Concluding remarks: Overall, the presented data indicate a frequent, but low dietary exposure to CIT and OTA, although we cannot exclude that higher exposures to nephrotoxic mycotoxins may have occurred in previous years in the Czech patient cohort. Biomarker-based intake estimates for CIT and OTA are well below the respective health-based guidance values. Thus, we consider combinatory effects, found in rodents or in vitro at rather high mycotoxin doses (see “Introduction”), to be of low concern for the present human exposure scenario. Due to the short half-life of CIT in human blood (about 9 h), CIT is unlikely to accumulate in the organism (Degen et al. 2018). In contrast, OTA has a rather long half-life in human blood (about 35 days) (Studer-Rohr et al. 2000), and accumulates in the kidneys.
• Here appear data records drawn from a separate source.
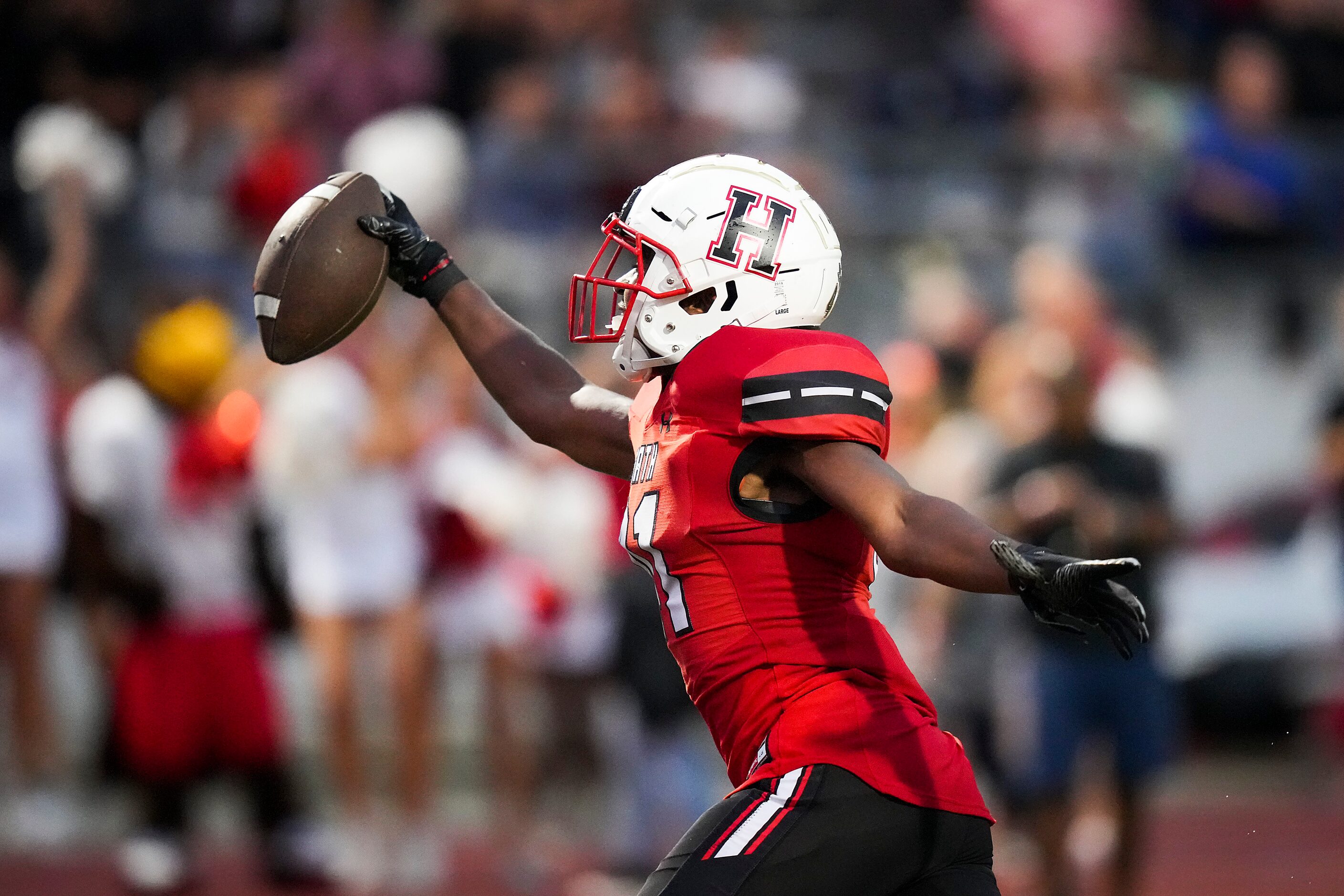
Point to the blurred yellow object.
(180, 354)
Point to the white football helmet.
(714, 241)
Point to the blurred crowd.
(1093, 242)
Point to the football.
(319, 274)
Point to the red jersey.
(765, 605)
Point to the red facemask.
(598, 299)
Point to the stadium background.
(1156, 182)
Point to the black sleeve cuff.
(436, 288)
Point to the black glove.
(418, 264)
(1062, 592)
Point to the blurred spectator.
(103, 55)
(191, 149)
(1310, 35)
(484, 40)
(159, 467)
(1066, 320)
(277, 163)
(627, 132)
(1078, 492)
(334, 457)
(1331, 470)
(354, 65)
(1245, 182)
(945, 312)
(737, 89)
(944, 448)
(33, 342)
(420, 154)
(1054, 37)
(527, 177)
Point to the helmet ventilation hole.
(699, 302)
(731, 287)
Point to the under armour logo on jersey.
(762, 240)
(644, 460)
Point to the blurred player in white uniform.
(159, 465)
(31, 515)
(335, 458)
(519, 546)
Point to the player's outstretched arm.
(929, 538)
(537, 387)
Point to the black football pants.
(823, 832)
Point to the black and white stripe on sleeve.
(811, 394)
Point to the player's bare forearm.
(914, 534)
(537, 387)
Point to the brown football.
(319, 274)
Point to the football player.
(759, 496)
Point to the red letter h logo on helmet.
(764, 240)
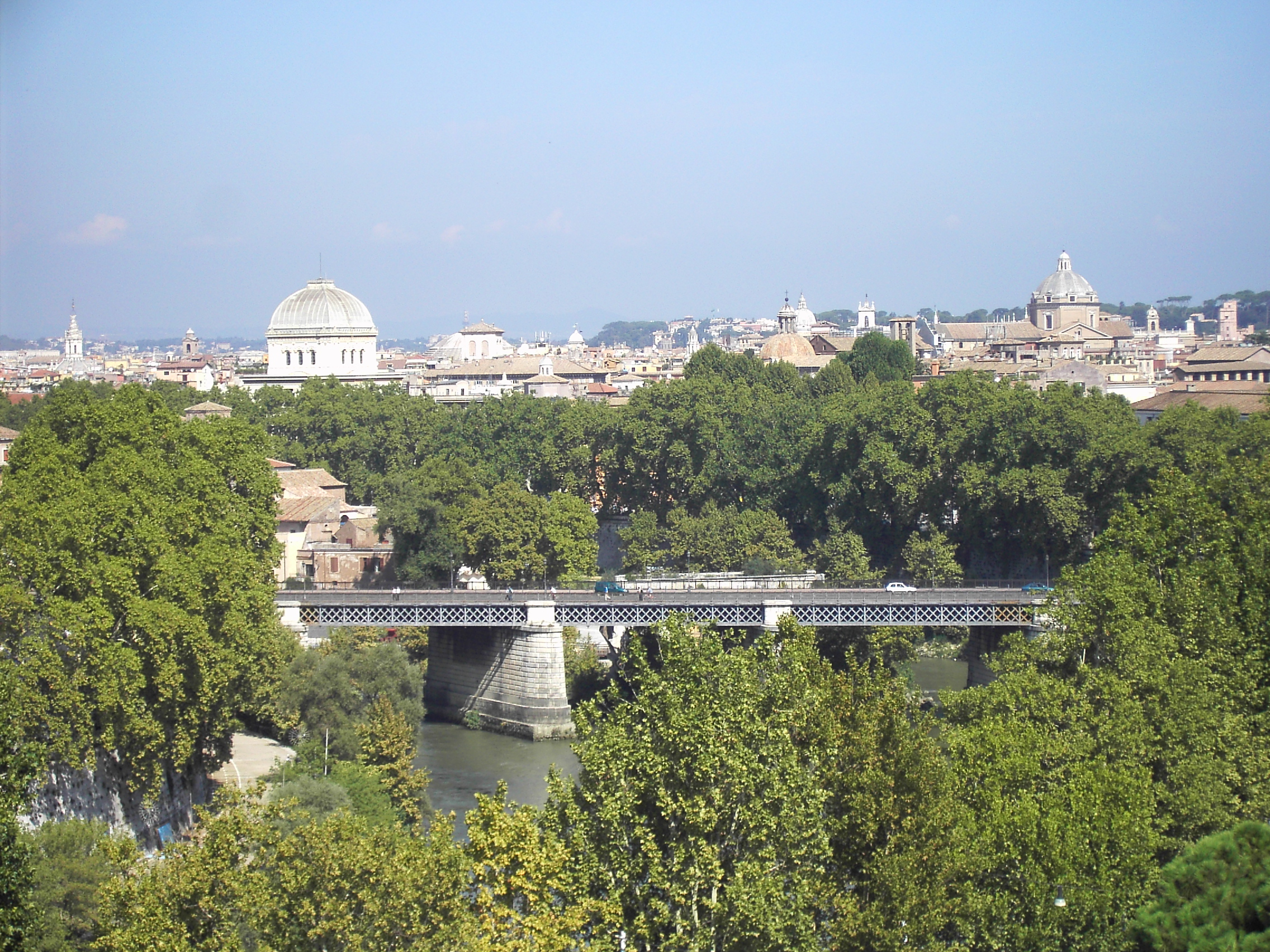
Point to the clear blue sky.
(174, 165)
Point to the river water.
(464, 762)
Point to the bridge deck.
(742, 608)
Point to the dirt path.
(252, 757)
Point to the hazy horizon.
(186, 166)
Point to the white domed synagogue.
(320, 332)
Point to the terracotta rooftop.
(309, 508)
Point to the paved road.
(699, 597)
(252, 757)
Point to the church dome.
(321, 307)
(783, 347)
(1065, 282)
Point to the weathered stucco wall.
(102, 794)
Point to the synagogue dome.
(783, 347)
(1065, 282)
(321, 307)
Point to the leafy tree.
(526, 890)
(835, 377)
(418, 507)
(329, 692)
(338, 884)
(138, 565)
(718, 540)
(72, 861)
(930, 559)
(1054, 794)
(842, 555)
(750, 797)
(388, 745)
(871, 458)
(21, 762)
(1213, 895)
(884, 358)
(516, 536)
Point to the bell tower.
(73, 344)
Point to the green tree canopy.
(718, 540)
(884, 358)
(515, 536)
(750, 797)
(138, 574)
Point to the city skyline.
(173, 169)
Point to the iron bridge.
(743, 608)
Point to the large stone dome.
(1063, 283)
(784, 347)
(320, 307)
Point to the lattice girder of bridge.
(642, 613)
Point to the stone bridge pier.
(512, 677)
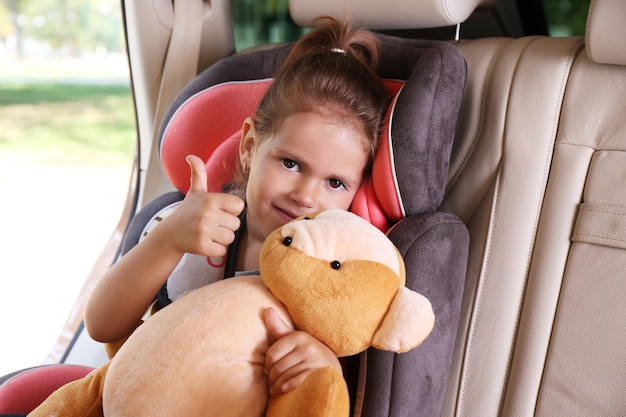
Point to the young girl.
(309, 147)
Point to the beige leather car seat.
(539, 176)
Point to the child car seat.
(407, 184)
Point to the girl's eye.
(289, 164)
(334, 183)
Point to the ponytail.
(331, 69)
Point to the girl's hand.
(205, 223)
(293, 356)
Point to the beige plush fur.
(339, 279)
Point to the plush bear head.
(342, 280)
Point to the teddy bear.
(331, 274)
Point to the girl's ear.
(248, 142)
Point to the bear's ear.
(408, 322)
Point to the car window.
(258, 22)
(566, 17)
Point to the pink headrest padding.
(204, 121)
(22, 393)
(222, 163)
(209, 134)
(378, 200)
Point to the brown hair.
(331, 69)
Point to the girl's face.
(313, 162)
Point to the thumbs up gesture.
(205, 223)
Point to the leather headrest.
(387, 14)
(606, 32)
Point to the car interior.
(534, 172)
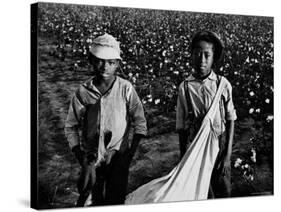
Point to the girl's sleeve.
(73, 120)
(230, 112)
(181, 108)
(136, 111)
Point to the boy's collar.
(212, 76)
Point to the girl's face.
(203, 58)
(105, 69)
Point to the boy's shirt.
(202, 93)
(111, 113)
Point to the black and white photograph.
(135, 105)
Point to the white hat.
(106, 47)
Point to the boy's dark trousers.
(110, 184)
(220, 185)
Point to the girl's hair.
(209, 37)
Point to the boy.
(194, 99)
(104, 108)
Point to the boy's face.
(203, 58)
(105, 68)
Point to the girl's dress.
(190, 179)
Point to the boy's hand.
(79, 154)
(109, 155)
(225, 166)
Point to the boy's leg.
(117, 179)
(98, 187)
(220, 185)
(85, 183)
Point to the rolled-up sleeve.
(136, 112)
(230, 112)
(73, 120)
(181, 109)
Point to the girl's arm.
(229, 141)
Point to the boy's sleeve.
(181, 109)
(136, 112)
(73, 120)
(230, 112)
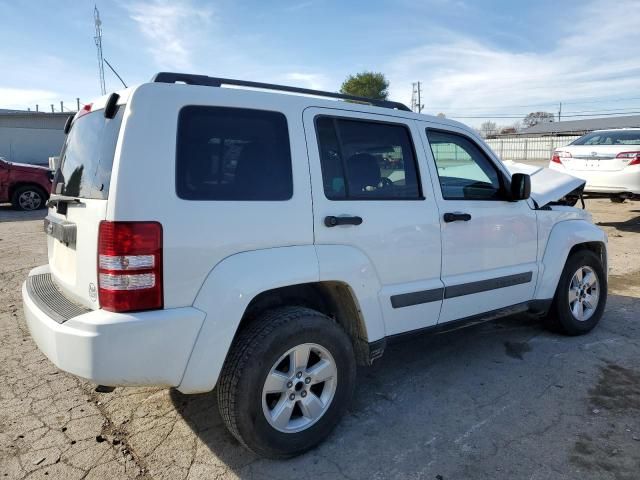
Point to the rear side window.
(87, 156)
(366, 160)
(233, 154)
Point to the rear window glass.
(616, 137)
(87, 156)
(232, 154)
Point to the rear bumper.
(616, 182)
(143, 348)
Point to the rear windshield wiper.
(55, 199)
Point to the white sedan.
(609, 161)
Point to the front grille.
(44, 292)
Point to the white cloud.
(596, 56)
(307, 80)
(172, 29)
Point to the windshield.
(87, 156)
(613, 137)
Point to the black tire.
(37, 195)
(560, 317)
(254, 352)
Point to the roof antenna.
(98, 40)
(115, 73)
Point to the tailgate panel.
(74, 266)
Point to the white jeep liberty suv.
(265, 240)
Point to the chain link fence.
(528, 148)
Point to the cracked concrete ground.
(502, 400)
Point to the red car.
(27, 187)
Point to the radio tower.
(98, 40)
(416, 100)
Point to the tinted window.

As discussed elsewhere, there is the possibility of OTA uptake in proximal tubules leading to accumulation in kidney target cells (Gekle et al. 2005; Mally 2012). An analysis of OTA in renal adenocarcinoma samples is thus of interest, also regarding the OTA ratio between kidney and serum. Tissue samples of the Czech tumour patient cohort could also provide a chance for tracing changes related to past exposures and for further research on other factors involved in this multifactorial disease.